In a 40-plus-year life, I have attended a seemingly endless number of training and education activities, many of which (at least those I remember!) have been very effective. So, last Friday, as I prepared to embark on a weekend training course focused on the art of becoming a trusted advisor to my clients, I was thinking “Will I be able to fine tune my skills?”.
But the weekend was an experience that went beyond my expectations, and left me much wiser than any two-day seminar ever has before! What was different – what made it so rewarding?
Of course, a well-designed program, with all the elements of adult learning principles incorporated, ensured it was engaging and interactive. As participants, we could see clear benefits to the training, speakers and topics were relevant, and the theory was backed up through experiential learning – mainly in the format of incredibly effective role plays.
But what made it so distinctively different from my earlier learning experiences? Sitting on the plane going back home, I was still asking myself that question. Then it occurred to me that it was the way feedback was provided.
A powerful four-step feedback model was applied throughout the weekend.
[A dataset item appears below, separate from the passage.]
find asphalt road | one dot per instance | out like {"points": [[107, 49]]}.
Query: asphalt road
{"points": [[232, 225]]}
The steps themselves are simple and, with a bit of practice, it’s easy enough to become proficient at applying them:
Observe – Describe the behaviour you see.
Example: “I observe that you talk more than you listen.”
Impact – Describe the impact that this behaviour has on you; it’s your personal perception and is intrinsically valid.
Example: “It makes you seem less interested in her needs.”
- Pause – Allow the recipient of the feedback to reflect and ask for any necessary clarification.
Make a suggestion – By making a suggestion, the feedback becomes a form of coaching, providing the recipient with practical ways in which they may change their behaviour, should they chose to do so.
Example: “You could try taking a few pauses and ask the person what she thinks?”
And to get the most out of it, remember this when you are the person receiving feedback:
- Listen to the feedback
- Avoid becoming defensive or launching a counter-attack
- Convey that you understand the observation and its impact
- Accept praise – don’t deny it
Spending two days with trainers who had superb observation and feedback abilities really made a difference. When given correctly and by a person you trust, feedback is probably one of the most effective learning techniques of all. Even we, as participants, started to help each other improve our performance using this powerful, yet simple, technique.